Generally, a director can be disqualified for common misconduct in relation with companies or for being unsuitable to act as company director. The maximum period for disqualification extends to 15 years, nevertheless, as seen in a number of cases the courts may exercise their discretion and apply a lesser period of disqualification in acknowledgment of the role and relative duties of a non-executive director.
The behaviours and personal attributes of the effective non-executive director
The Combined Code on Corporate Governance, issued in 2006 and 2008, gives some practical guidance specifically to non-executive directors, stating that:
“As part of their role as members of a unitary board, non-executive directors should constructively challenge and help develop proposals on strategy. Non-executive directors should scrutinise the performance of management in meeting agreed goals and objectives and monitor the reporting of performance. They should satisfy themselves on the integrity of financial information and that financial controls and systems of risk management are robust and defensible. They are responsible for determining appropriate levels of remuneration of executive directors and have a prime role in appointing, and where necessary removing, executive directors, and in succession planning.” [55]
Obstacles faced by the Non-Executive Directors in effectively monitoring the management of the company:
The increased managerial pressure. [56] Rapid changes in executive compensation generally makes corporate managers far more interested in maximizing the firm’s short-term profits- without taking into consideration whether the resulting stock price spike could be sustained for long or not. Thus incentivized, corporate managers find ways to pressure or seduce their gatekeepers which includes the NEDs into acquiescence in increasingly riskier accounting policies; and
The stock market bubble. [57] During a bubble, investors tend to lose their scepticism, and may come to expect stock prices to soar annually. In this environment of market euphoria, the gatekeepers such as the NEDs become irrelevant- or, even worse, shareholders reinforce the pressure on them for the use of risky and/ or unacceptable accounting policies in order to maintain inflated earnings growth. Caught between the pressure of executives and stockholders for relentlessly increasing profits, NEDs are not left with much option but to tell their audience what they want to hear.
Conclusion:
In the past there was a clear balance of power in favour of the executives, particularly the Chief Executive which gave non-executives the status of mere spectators of the company’s performance. But now there is much evidence to suggest these practices are now changing, and that independent non-executives practice greater influence upon company direction. The move in favour of independent directors, which was initiated as a “good governance” buzz word, has become in some respects a mandatory element of corporate law.

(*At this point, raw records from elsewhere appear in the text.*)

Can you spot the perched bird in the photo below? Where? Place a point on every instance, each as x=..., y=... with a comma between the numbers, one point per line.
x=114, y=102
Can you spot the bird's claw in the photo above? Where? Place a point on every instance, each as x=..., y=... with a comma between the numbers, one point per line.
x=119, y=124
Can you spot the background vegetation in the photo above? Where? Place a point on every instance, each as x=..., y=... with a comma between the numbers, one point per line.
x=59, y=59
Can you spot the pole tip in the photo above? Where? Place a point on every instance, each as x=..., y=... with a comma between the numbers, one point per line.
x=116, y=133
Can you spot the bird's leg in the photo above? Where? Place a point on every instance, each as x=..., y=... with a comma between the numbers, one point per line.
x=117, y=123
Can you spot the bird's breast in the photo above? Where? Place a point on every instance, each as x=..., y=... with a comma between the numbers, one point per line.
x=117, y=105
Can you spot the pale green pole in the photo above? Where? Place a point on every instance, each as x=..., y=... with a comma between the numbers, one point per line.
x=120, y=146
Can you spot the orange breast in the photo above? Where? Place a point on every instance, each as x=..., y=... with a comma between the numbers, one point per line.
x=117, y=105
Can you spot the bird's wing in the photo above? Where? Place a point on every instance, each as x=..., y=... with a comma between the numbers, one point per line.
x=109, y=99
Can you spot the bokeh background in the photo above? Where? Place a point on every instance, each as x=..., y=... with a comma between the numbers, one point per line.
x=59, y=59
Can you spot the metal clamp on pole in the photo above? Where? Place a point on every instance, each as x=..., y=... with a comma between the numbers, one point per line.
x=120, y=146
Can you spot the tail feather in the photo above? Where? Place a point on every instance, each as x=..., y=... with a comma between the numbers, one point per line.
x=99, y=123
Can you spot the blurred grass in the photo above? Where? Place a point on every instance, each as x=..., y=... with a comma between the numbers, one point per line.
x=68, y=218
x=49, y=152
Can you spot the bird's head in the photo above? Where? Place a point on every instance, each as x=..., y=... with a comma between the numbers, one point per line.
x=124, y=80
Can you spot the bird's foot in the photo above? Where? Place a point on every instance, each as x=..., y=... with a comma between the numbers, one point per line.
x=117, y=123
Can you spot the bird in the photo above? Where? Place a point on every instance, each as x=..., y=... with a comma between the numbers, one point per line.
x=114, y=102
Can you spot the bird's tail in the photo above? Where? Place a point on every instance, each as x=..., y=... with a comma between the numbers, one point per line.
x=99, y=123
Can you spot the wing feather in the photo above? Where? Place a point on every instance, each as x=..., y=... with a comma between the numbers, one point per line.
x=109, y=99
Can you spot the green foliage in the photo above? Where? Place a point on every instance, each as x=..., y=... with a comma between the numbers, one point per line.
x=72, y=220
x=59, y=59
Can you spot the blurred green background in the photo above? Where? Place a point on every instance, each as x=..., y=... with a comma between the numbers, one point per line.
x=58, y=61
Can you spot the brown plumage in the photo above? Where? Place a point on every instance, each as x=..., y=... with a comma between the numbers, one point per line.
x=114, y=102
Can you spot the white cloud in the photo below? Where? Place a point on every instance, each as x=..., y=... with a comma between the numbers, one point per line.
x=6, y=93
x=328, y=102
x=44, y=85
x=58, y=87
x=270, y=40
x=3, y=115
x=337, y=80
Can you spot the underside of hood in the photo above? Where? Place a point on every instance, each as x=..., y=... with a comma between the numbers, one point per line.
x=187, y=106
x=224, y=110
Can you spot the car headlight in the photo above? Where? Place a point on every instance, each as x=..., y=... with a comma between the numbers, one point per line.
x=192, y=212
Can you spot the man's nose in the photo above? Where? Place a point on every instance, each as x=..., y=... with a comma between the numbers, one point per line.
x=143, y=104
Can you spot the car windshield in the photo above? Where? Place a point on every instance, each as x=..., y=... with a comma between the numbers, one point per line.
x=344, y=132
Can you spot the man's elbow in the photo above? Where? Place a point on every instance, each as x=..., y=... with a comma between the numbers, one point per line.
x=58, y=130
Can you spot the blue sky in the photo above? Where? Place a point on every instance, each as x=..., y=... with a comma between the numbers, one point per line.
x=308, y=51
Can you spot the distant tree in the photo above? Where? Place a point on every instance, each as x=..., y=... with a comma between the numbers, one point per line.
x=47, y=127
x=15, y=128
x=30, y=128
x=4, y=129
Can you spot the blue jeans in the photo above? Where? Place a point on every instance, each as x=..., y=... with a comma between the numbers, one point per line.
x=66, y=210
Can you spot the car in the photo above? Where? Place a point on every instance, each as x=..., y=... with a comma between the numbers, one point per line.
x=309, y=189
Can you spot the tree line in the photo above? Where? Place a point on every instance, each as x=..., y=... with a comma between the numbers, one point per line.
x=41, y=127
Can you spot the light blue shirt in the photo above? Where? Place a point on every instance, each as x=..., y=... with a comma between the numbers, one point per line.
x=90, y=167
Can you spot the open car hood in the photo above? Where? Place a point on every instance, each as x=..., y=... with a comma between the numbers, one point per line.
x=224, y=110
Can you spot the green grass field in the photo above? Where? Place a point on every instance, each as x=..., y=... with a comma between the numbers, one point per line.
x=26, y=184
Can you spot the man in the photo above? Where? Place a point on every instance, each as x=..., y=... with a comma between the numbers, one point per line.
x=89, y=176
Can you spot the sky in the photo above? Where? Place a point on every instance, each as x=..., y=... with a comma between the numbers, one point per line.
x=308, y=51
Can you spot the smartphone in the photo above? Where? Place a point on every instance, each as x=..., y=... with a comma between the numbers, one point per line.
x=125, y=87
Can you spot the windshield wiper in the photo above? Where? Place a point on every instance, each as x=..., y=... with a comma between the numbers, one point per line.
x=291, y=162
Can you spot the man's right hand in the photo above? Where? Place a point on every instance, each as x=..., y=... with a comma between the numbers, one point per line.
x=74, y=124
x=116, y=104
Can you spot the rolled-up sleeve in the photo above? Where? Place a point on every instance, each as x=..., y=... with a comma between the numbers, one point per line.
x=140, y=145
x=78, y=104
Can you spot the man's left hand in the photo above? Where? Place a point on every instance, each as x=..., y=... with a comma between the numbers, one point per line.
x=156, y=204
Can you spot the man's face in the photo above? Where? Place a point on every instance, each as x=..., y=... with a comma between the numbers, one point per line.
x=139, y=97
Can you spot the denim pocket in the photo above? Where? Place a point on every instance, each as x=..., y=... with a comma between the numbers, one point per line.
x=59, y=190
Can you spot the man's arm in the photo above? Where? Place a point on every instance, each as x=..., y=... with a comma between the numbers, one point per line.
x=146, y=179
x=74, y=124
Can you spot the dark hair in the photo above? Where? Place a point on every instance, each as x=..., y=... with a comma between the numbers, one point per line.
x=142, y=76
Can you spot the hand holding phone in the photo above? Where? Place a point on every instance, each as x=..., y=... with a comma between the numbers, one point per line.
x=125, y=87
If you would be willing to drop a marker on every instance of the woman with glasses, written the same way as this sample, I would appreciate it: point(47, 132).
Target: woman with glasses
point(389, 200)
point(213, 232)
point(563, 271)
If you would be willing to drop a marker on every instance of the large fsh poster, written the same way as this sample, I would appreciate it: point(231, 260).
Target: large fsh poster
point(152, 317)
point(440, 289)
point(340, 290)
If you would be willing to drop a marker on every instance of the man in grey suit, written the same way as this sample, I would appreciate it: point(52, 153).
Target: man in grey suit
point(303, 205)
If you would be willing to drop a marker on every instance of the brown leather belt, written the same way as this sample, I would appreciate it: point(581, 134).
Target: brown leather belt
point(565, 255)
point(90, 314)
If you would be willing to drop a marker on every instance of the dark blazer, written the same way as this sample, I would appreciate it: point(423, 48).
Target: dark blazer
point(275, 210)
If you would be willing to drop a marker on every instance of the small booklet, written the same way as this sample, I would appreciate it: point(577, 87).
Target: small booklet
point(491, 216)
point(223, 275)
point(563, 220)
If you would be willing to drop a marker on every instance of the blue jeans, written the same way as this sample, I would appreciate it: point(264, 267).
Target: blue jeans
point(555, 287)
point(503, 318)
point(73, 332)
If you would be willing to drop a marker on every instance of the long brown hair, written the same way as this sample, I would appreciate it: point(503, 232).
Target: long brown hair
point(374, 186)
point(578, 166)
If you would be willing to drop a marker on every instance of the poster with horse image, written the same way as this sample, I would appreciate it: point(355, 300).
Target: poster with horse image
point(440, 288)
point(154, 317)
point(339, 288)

Post-Enron federal laws require public companies to have an audit committee comprised exclusively of independent directors. In law there is no difference between non executive directors and executive directors and the Companies Act merely mentions “directors” who are all equally responsible and to an extent liable, for the company’s actions. In addressing the post Higgs governance guidelines on the majority of directors being non executive / independent it seems that the balance has shifted so far that the executive directors are approaching the era where they’ll end up as a small minority in the larger companies.
In the end, it must be understood that the executive directors are captives of their gatekeepers, the Non Executive Directors. No board of directors – no matter how competent and loyal its members – can surpass its professional advisors. Only if the board’s agents properly monitor, advise and warn it, can the board function effectively.